If you import it as raw data you should be able to get the whole thing. Then maybe export it as FLAC. There are other formats like BWF or W64 that don’t have the limits but I’ve never used them.

…I never understood that original 2GB limit. I think that was the original Microsoft spec. 2GB is the maximum you can “count to” with a 32-bit signed integer (with the MSB used for the sign) but a negative file size doesn’t make any sense.

tcmullet · April 25, 2025, 11:13pm

I’ve tried Import Raw data, both on my big file and also on a tiny one-minute file. It’s totally failing. I enter 24-bit signed, little endian, 96k and stereo. After very long time opening (I think this 3.7.3 opens much more slowly than 2.3.0 did; a separate problem), it came up 3 hours of garbage, not randomly, but a very low volume distorted version of the spoken word in the program. I discovered the “Detect” option. When executed that, it’s mostly WRONG. Instead of the 24-bit signed PCM, it says “Unsigned 8-bit PCM”. Instead of “2 channels (Stereo)”, it says “1 Channel (Mono)”. (It does get 96k correctly.) If I open/import the small file as audio, it IS signed 24-bit, stereo, 96k. Your “detector” is defective. If I let it import with 8-bit mono, it’s garbage.
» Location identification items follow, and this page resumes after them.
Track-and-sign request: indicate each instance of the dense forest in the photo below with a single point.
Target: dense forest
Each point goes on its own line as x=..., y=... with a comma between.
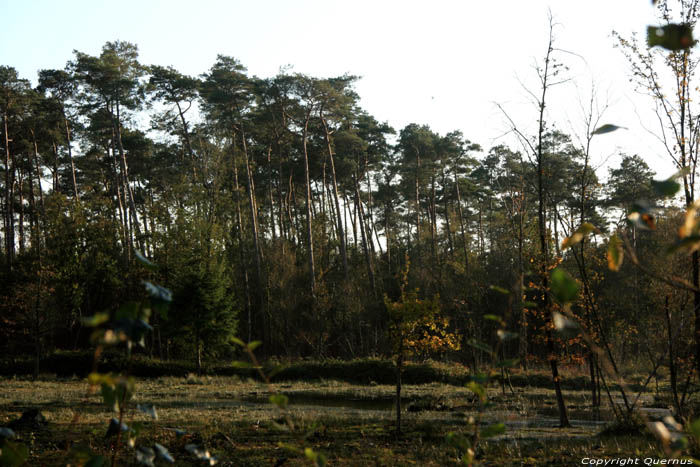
x=278, y=210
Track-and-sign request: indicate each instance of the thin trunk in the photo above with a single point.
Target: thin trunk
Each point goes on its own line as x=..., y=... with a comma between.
x=309, y=229
x=70, y=154
x=8, y=218
x=465, y=245
x=128, y=192
x=365, y=248
x=544, y=261
x=341, y=231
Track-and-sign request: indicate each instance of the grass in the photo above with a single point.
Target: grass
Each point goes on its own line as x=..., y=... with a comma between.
x=351, y=423
x=358, y=371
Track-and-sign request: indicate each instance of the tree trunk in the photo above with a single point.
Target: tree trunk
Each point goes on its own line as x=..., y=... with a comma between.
x=309, y=227
x=341, y=231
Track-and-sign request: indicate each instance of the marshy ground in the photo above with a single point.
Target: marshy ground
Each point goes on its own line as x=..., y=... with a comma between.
x=351, y=424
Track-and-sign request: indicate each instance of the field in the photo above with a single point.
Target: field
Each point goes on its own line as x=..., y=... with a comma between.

If I use the correct settings as reflected in MediaInfo, it gives the very low volume distorted version.

I’m confident that if anyone else creates a tiny sample of 24-bit 96khz stereo little endian wav file, the import of it as data will totally fail as it has with me.

DVDdoug · April 26, 2025, 12:09am

The offset should of 44 bytes. That’s where the header ends and the audio begins.

If that doesn’t work, try 45 or 46. There are 8-bits in a byte so one of those should get the 24-bit samples back in order. (Although if the offset is fouled-up the left & right channels, which alternate, could be reversed.)

It should be little-endian (which can also scramble the byte order) but in my quick experiment “default” also worked.

Thankfully, you know most of the format details…

I don’t know how it works but it’s kind-of stupid that it doesn’t read the file header if there is one… MediaInfo did it. They are probably assuming if you have a WAV file you don’t need to import RAW so it’s trying to analyze the data… Maybe it’s confused by reading the header as audio data and running the detection algorithm on it. But I suspect detection is “imperfect” anyway because the actual audio data is just a sequence of numbers.

P.S.
I consider you lucky that it saved the whole 6GB. But I wish it would have give you a warning!

system · May 25, 2025, 9:04pm

This topic was automatically closed after 30 days. New replies are no longer allowed.